I have three different coin works on the math shelves. The one that is occasionally used is the mystery bag with coins. The other two are rarely touched and only at my suggestion. I spent a very long time trying to find a work that would be similar to the work with the golden beads bank game. I finally found it and the children are really enjoying it.
The materials required are:
Two small bowls
A container for assorted coins
A di - if you want you can add a container for the di
This is a photo of my coin bank game on its tray:
Give a bowl to each child. Explain the rules - one child rolls the di and then takes from the coin bank that amount. Before passing the di he must make any changes he wishes to make. So the other child asks, "Are you done?" The child with the di answers "Yes," or "No." If he says "No" that means he is going to make an exchange. He counts his coins and exchanges them for others. Ex. He counts five pennies as 5 and exchanges the pennies for a nickel. See below
1. He rolls the di, gets a five and takes five pennies from the coin bank
2. He exchanged the five pennies for a nickel.
3. The next child rolls a six, so she takes six pennies from the coin bank
4. She now exchanges five of the pennies for a nickel. She now has a nickel and a penny in her bowl.
5. The first player, after another roll of the di, now has enough to exchange two nickels for a dime.
All exchanges are done in a very specific way. Ex. The child takes his two nickels out of his bowl and places them on the rug in front of him. He takes a dime from the bowl and asks the other student, "Is this a fair exchange." The other student answers "Yes" or "No." Upon hearing "Yes" he takes the two nickels and puts them in the coin bank. He places the dime in his bowl.

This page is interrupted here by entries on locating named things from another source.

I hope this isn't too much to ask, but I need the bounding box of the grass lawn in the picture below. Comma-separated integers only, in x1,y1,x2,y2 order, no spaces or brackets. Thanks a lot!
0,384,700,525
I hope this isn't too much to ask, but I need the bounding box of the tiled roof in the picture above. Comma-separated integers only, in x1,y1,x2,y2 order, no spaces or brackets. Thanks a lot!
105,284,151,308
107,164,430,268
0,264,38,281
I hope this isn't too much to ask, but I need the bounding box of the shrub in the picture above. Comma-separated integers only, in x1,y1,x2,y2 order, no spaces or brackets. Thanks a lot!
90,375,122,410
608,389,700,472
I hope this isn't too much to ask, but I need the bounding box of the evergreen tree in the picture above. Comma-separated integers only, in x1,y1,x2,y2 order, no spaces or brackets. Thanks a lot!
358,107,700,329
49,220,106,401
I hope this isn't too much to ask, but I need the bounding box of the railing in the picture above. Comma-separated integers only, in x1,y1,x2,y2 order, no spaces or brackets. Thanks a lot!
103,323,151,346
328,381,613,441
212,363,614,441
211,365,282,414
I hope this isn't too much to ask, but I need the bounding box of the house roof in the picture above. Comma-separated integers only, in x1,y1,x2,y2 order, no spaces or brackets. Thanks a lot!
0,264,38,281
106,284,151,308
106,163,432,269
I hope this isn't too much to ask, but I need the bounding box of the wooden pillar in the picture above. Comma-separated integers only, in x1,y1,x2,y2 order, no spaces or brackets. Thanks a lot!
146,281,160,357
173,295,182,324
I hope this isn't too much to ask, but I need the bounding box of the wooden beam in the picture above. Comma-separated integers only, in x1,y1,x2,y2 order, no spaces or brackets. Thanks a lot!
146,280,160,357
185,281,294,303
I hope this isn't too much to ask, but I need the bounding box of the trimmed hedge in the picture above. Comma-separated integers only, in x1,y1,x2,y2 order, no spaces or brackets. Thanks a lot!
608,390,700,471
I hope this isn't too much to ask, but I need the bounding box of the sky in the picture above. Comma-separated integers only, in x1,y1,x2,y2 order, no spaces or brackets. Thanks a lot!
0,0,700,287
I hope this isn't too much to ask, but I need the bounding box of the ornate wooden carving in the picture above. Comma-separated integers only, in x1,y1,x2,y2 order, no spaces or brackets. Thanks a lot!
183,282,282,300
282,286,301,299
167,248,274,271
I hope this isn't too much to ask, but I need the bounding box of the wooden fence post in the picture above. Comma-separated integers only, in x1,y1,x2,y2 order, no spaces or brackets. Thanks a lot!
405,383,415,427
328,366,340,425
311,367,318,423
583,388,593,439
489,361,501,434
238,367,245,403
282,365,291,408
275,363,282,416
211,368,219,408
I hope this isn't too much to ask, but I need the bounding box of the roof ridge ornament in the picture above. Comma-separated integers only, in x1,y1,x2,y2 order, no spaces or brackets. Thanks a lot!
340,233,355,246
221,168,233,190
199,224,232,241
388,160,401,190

To assist the children in recognizing a coin and assigning its correct value, a control card is available for them to refer to. Patti made this two-sided control card.
The game continues until the first person exchanges their coins for a quarter. This is the initial winning amount but it does not need to be exact as a child may have 28 cents in their bowl - a quarter and three pennies for example. See photo below.
The winning amount is increased after awhile to a fifty cent piece and then a dollar bill. It is a really good teaching tool for counting coins, recognizing their value and their names. I am very pleased with it as is Cristina, my afternoon assistant.
We played each other the other day as part of the initial presentation. After a few turns, the game really moves. At one point Cristina was so upset, actually laughing. She thought she had enough to exchange her coins for a quarter making her the winner. But, when she re-counted her coins before making the exchange she was five cents short. Yes, I won. She loved the game. She is going to put one together to play at home with her children.